Shazia (name changed) is a mother of two who left her abusive marriage last year. "I didn't have much of an education or work experience, but I had my cooking skills. Once my cooking business took off a bit and I felt I could become financially independent, I became emotionally independent enough to finally leave my marriage," the 41-year-old told DW. 

Shazia is able to support herself on what she earns, however, it is very difficult to give her sons the lifestyle she wants for them. Although Islamic law is very clear about women's right to alimony, the reality is that many women like Shazia do not receive anything from an ex-husband.

Pakistan's marriage culture

In Pakistan, marriages by choice are called "love marriages." However, arranged marriages are very common in the South Asian country. Couples signing a marriage contract before living together is also common.

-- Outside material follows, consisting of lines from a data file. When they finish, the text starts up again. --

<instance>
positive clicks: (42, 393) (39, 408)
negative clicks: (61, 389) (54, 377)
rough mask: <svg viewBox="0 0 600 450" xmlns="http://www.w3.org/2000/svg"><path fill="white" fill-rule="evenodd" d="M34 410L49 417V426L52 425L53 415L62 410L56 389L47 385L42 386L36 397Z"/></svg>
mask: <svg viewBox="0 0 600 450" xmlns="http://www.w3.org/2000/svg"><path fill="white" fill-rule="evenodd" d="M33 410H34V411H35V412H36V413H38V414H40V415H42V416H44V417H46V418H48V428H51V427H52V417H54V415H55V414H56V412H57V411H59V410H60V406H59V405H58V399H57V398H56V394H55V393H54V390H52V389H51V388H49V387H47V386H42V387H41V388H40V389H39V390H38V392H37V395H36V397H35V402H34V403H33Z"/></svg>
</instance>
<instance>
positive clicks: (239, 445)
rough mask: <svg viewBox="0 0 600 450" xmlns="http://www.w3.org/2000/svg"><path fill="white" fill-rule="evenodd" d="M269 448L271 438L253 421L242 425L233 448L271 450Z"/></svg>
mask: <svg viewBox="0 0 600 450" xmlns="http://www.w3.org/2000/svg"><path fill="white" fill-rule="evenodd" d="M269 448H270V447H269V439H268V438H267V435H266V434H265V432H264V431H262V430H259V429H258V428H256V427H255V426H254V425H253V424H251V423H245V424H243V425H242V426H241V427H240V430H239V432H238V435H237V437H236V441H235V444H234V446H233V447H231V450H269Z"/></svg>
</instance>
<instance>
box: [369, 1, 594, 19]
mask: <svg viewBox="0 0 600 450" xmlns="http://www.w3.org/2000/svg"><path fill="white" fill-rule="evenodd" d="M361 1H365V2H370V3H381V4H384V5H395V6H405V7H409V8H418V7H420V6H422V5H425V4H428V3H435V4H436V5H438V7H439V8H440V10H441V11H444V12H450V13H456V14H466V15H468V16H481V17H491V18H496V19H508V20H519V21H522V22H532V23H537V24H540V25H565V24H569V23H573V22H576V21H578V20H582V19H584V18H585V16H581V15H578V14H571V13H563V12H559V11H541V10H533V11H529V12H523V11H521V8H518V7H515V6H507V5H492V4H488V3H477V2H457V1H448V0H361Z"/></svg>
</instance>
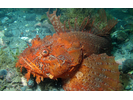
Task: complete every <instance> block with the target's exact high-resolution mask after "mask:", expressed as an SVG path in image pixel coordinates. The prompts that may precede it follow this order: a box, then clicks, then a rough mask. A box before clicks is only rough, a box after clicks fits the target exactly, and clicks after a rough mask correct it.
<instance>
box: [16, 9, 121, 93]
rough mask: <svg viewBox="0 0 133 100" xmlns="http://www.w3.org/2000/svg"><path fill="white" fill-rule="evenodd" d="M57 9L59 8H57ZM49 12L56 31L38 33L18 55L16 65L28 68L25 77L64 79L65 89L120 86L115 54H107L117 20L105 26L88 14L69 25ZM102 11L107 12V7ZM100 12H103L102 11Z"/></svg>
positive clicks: (101, 13) (28, 79)
mask: <svg viewBox="0 0 133 100" xmlns="http://www.w3.org/2000/svg"><path fill="white" fill-rule="evenodd" d="M56 11H57V10H56ZM56 11H54V12H53V13H52V14H49V11H48V12H47V16H48V18H49V20H50V22H51V23H52V25H53V27H54V29H55V31H56V33H55V34H53V36H50V35H49V36H46V37H44V38H43V39H40V38H39V36H38V35H37V36H36V38H34V39H33V40H32V42H31V43H32V46H28V48H26V49H25V50H24V51H23V52H22V53H21V54H20V56H19V60H18V62H17V63H16V67H20V68H21V69H22V67H24V68H26V69H27V74H26V75H25V77H26V78H27V80H29V79H30V74H32V75H33V76H34V77H36V82H37V83H38V84H39V83H40V82H41V80H42V81H43V79H44V78H50V79H57V78H61V79H62V84H63V89H64V90H68V91H73V90H75V91H77V90H79V91H83V90H95V91H102V90H107V91H108V90H121V89H122V85H121V83H120V81H119V74H120V73H119V70H118V64H117V63H116V62H115V60H114V57H113V56H108V55H107V54H106V53H108V52H109V50H110V47H111V42H110V39H109V34H110V31H111V29H112V28H113V27H114V26H115V25H116V24H117V20H114V19H110V20H108V21H107V22H106V24H107V25H106V26H105V27H104V28H102V29H99V28H98V24H97V26H94V24H93V23H94V20H91V19H90V18H89V17H86V18H85V19H84V20H83V22H82V24H81V25H80V26H79V25H78V24H77V18H75V24H74V28H72V27H71V25H70V22H69V21H68V24H69V29H67V28H66V25H65V24H66V22H64V23H61V22H60V16H58V17H57V16H56ZM100 12H101V13H100V14H103V13H104V18H106V14H105V11H104V9H101V10H100ZM99 16H100V15H99Z"/></svg>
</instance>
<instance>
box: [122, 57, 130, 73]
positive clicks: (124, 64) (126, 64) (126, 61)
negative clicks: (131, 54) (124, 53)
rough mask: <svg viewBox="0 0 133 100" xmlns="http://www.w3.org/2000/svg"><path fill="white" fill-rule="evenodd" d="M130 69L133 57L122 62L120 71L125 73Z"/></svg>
mask: <svg viewBox="0 0 133 100" xmlns="http://www.w3.org/2000/svg"><path fill="white" fill-rule="evenodd" d="M131 70H133V59H126V60H125V61H124V62H123V63H122V67H121V71H122V72H123V73H125V74H126V73H128V72H130V71H131Z"/></svg>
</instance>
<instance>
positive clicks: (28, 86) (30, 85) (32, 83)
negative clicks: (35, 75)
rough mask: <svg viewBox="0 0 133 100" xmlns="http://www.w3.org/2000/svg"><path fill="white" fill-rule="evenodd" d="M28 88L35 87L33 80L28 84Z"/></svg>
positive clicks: (29, 81) (30, 80)
mask: <svg viewBox="0 0 133 100" xmlns="http://www.w3.org/2000/svg"><path fill="white" fill-rule="evenodd" d="M27 86H28V87H30V88H31V87H33V86H34V81H33V80H32V79H29V81H28V83H27Z"/></svg>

A woman's hands decorated with henna for a wedding
Many marriages in Pakistan are arranged Image: Rahmat Gul/AP Photo/picture alliance

Kamal, a 33-year-old marketing manager, got married in 2018. However, he recently filed for divorce saying he was not "compatible" with his wife, despite having dated before marriage. 

"Unlike in the West, where people usually have live-in relationships before they get married, here you don't," he told DW.

"Even though we were technically married for a year, we were still technically just dating because we still didn't live together. It was only after living together that differences came out," he added.

Momin Ali Khan is a lawyer who has taken on more family law cases due to high demand. Khan told DW that women from educated or affluent backgrounds usually file for khula when the marriage is no longer working, even if it is at the cost of foregoing their dowry.

It is more challenging for women from rural areas or poor socioeconomic backgrounds, as they generally cannot forego the financial support, he added.

Hania (name changed) comes from a working-class family in Islamabad, and managed to earn a bachelors' degree, and aspires to get a high-paying job. She had been arranged to marry her cousin, but did not want to, despite her parents wishes.

On the day she was to depart to a village where her cousin lives for her wedding, the 23-year-old ran away. As a contract had already been signed for the marriage, Hania filed for a khula.

Due to the massive taboo and "shame" surrounding divorce in rural Pakistan, Hania was disowned by her family and told DW her life may be in danger if she returns to the village.

Now, Hania has married for "love" and is living with her husband and his family in Islamabad.